On January 31, 1934 — after hours of what Hume described as “lengthy and spirited debate” — the Thunderbird was finally chosen as the winner. The name was ratified on February 19, 1934.
One of the biggest lobbyists for the name was Clarence Idyll, a member of the sports department at The Ubyssey. Idyll sent a letter to the editor indicating that Thunderbird should be used because of its connection to Indigenous culture. He also continued to push for the name at the selection meeting — without his efforts, UBC’s sports teams would have never been called the Thunderbirds. In fact, the university wasn’t permitted to use the name Thunderbird until 1948, after Chief William Scow of the Kwikwasut’inuxw Haxwa’mis First Nation gave permission during a formal ceremony held at half-time of a football game between UBC and the College of Idaho.
Although many other sport teams tried to claim the Thunderbird title, Hume confirmed that UBC was the only one given permission by local Musqueam Indigenous communities to use the name. The term Thunderbird contains great meaning in many Indigenous cultures as the creature is seen as an underlying force that is responsible for all natural activity.

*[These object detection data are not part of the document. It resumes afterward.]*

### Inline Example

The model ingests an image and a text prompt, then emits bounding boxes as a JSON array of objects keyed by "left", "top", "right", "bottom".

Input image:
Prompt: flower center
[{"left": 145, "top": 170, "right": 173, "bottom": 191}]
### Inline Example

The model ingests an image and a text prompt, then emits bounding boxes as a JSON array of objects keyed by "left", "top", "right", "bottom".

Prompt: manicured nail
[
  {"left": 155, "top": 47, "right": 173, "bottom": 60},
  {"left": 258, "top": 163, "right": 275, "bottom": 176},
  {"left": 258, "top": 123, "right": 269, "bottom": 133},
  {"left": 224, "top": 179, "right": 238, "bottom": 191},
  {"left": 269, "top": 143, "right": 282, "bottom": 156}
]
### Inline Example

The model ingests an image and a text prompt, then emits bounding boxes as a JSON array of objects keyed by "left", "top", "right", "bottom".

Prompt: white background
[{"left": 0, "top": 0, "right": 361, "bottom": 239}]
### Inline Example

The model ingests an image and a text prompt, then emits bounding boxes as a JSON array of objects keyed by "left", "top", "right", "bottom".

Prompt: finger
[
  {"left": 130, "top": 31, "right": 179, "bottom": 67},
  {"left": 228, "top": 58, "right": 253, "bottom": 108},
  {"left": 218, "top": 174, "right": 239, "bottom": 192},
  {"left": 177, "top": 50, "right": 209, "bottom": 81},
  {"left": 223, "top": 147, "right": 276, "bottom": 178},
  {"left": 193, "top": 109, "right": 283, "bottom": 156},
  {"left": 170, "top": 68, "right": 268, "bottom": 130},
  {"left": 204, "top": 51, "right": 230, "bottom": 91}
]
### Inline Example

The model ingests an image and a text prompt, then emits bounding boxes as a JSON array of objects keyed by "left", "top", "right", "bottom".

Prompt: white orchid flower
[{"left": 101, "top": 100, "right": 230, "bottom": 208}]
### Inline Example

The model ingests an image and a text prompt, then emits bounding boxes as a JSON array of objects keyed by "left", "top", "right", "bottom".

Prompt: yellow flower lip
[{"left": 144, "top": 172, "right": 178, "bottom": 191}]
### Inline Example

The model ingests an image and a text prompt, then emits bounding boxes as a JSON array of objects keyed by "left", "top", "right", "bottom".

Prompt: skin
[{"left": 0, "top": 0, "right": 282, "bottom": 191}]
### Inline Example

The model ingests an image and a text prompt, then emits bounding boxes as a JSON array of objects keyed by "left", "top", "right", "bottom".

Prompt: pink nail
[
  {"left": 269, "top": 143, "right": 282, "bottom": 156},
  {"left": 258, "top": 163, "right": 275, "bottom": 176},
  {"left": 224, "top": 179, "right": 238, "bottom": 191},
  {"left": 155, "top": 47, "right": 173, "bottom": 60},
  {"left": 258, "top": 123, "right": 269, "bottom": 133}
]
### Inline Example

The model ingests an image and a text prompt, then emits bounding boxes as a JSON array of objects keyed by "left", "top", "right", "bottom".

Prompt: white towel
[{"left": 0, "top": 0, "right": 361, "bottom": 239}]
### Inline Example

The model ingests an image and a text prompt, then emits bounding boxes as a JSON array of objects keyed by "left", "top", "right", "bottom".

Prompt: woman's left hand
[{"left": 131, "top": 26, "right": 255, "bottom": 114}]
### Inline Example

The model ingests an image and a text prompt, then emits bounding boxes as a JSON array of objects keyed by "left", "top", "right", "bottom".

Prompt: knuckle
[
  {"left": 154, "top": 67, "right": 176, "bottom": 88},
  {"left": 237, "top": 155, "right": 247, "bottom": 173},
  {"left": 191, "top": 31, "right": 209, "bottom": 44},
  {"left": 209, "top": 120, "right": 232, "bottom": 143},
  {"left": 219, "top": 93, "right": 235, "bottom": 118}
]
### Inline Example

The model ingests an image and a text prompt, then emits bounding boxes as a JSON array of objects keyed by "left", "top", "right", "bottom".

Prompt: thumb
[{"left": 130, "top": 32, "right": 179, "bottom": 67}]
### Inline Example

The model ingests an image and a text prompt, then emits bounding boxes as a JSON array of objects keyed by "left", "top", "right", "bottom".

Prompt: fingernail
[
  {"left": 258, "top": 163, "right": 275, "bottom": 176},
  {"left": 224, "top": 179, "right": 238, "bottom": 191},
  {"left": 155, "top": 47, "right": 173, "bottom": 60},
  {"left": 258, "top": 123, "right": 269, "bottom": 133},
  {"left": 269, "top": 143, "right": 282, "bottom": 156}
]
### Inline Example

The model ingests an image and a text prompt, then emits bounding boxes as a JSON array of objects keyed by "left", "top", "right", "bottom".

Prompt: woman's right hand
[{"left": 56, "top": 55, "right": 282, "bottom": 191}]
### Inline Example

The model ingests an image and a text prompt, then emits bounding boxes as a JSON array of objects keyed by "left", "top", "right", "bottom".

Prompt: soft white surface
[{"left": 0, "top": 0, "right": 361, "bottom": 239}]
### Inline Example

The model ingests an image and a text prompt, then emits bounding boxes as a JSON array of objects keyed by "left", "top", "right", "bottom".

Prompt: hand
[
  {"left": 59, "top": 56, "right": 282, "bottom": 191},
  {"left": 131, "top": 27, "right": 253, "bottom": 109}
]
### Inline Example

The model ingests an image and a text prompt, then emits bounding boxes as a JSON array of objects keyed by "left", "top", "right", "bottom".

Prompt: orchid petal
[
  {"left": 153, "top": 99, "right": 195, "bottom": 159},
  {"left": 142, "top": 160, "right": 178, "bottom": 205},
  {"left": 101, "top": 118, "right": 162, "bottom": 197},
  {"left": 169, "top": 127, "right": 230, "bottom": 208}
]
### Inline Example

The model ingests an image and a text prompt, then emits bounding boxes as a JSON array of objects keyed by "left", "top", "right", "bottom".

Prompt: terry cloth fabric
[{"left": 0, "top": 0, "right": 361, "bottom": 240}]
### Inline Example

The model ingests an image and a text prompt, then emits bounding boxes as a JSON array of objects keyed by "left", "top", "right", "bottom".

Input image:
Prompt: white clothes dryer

Hume added that UBC not only received permission to use the name at the Homecoming football game, but also received a totem pole named “Victory Through Honour” that was hand-crafted by carvers Ellen and Ted Neel from Alert Bay. This totem stood in front of Brock Hall before it was taken down in the early 2000s.
Efforts to replace the totem have since succeeded — in 2004, a replica was placed outside of Brock Hall, where it stands to this day.
All of this seems hard to imagine today, given that the Thunderbird logo is as common on campus nowadays as books and backpacks. But, despite the many changes to student life over the years, UBC students have always had a history of turning an otherwise-mundane event into something worth remembering.